For his part, Director General of the Lagos Chamber of Commerce and Industry (LCCI), Mr. Muda Yusuf, lamented that the biggest burden on the country’s economy today is the petroleum subsidy regime.
Yusuf said the government should encourage private sector players to take over the downstream sector of the petroleum business.
“When this is done, most of the challenges we see today regarding subsidy, refineries and others will be adequately addressed. The government should only play a regulatory and not an operational role. Government has no business refining petroleum products, retailing or distributing fuel as well as the marketing of these products. We cannot continue to carry that kind of burden in the oil sector,” he said.
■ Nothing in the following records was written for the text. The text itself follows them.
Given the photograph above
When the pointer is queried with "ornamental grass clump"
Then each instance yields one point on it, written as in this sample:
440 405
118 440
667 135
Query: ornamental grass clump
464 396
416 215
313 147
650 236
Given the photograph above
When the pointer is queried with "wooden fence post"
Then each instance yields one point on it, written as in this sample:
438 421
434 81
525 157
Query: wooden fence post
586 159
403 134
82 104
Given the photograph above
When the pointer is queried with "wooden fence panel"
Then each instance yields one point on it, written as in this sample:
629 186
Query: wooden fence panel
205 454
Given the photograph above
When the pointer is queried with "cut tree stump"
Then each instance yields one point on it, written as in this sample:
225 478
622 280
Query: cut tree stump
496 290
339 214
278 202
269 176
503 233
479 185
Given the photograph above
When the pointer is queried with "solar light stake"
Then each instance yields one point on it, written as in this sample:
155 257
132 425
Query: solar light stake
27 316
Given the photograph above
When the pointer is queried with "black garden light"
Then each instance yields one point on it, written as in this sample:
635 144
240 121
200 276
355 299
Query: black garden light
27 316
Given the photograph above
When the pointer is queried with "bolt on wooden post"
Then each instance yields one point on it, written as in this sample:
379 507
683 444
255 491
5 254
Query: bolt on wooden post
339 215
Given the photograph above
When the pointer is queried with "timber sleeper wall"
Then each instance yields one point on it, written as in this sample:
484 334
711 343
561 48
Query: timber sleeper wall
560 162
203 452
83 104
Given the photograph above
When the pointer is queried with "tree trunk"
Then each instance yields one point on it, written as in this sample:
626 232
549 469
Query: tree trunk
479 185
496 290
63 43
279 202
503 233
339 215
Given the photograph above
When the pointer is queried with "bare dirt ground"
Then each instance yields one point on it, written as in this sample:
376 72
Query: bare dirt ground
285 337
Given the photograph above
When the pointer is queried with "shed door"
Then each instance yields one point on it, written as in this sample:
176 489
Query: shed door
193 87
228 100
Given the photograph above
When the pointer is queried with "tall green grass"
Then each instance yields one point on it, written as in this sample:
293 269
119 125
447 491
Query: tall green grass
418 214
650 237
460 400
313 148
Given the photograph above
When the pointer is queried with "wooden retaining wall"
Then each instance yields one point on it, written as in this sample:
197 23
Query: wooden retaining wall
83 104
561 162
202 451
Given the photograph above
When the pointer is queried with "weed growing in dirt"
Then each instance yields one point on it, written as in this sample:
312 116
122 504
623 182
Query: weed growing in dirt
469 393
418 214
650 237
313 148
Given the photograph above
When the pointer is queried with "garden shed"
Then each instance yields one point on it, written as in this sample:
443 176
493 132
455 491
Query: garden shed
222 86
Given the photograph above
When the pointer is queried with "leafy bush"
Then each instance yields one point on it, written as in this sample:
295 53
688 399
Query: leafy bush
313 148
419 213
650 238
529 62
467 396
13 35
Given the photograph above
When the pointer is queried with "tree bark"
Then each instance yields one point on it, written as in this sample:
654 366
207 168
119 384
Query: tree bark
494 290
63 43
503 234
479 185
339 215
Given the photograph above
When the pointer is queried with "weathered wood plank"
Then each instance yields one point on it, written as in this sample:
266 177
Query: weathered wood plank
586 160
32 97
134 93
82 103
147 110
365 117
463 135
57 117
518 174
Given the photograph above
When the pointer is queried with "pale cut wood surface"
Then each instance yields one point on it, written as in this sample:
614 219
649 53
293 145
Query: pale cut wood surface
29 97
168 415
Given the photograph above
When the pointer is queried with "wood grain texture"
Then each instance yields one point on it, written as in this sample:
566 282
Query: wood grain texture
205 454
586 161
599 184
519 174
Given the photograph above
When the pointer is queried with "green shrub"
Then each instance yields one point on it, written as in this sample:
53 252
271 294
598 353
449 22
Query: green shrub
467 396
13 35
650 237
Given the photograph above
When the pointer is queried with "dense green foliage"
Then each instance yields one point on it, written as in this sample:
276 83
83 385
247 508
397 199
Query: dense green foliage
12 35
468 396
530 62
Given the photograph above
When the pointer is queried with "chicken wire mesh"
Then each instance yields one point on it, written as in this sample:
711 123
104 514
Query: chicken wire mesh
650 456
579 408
Yusuf regretted that subsidy has left a big hole in the finances of government, adding that it has also put tremendous pressure on the foreign exchange market and Nigeria’s foreign reserves, while exerting immense stress on the nation’s treasury.
“It remains a cause for concern that the subsidy regime has subsisted, especially at a time when the economy is facing unprecedented fiscal challenges. At a time when productivity in the economy is constrained by acute infrastructure deficit; when public institutions are finding it hard to pay salaries; there cannot be a better example of resource misapplication than payment of fuel subsidy.
“There are two components to this; the first is the genuine subsidy, which is the differential between the pump price and the landing and other costs of fuel.” The stakeholders said it had become imperative for government to embark on total deregulation of the downstream sector to attract investors and also save the country from the huge amount spent on subsidy.
Also commenting, Executive Director, Blue Sea Energy Limited, Mr. Felix Andrew, lamented that the continuous payment of subsidy was not sustainable, urging government to liberalise the downstream market and encourage “free entry, free exit” to attract investors in the sector.
He said it remained worrisome that Nigeria spends about N1.7 trillion on fuel subsidy annually while its education and health sectors can only access a paltry budget of N300 million and N400 million respectively. According to him, it is obvious that the fuel subsidy programme is placing a huge financial burden on the nation’s resources.
“There is no better time to deregulate as this initiative is an enabler in freeing up scarce resources to address the concerns clearly expressed by the citizens, which political leadership is unable to find the resources to satisfy, such as providing adequate funding to support the health and education sectors; improved infrastructure and better working conditions for the average Nigerian worker, among others.”
To compound the woes of the Federal Government, oil marketers recently threatened to shut down depots across the country over N800 billion fuel subsidy debts owed them.
But to douse the tension, the Federal Government made available N236 billion to oil marketers through promissory notes, a development that did not go down well with them as they preferred to have the money in cash.
Despite the payment, there is still a shortfall of N564 billion in fuel subsidies, which is not captured in the 2019 budget.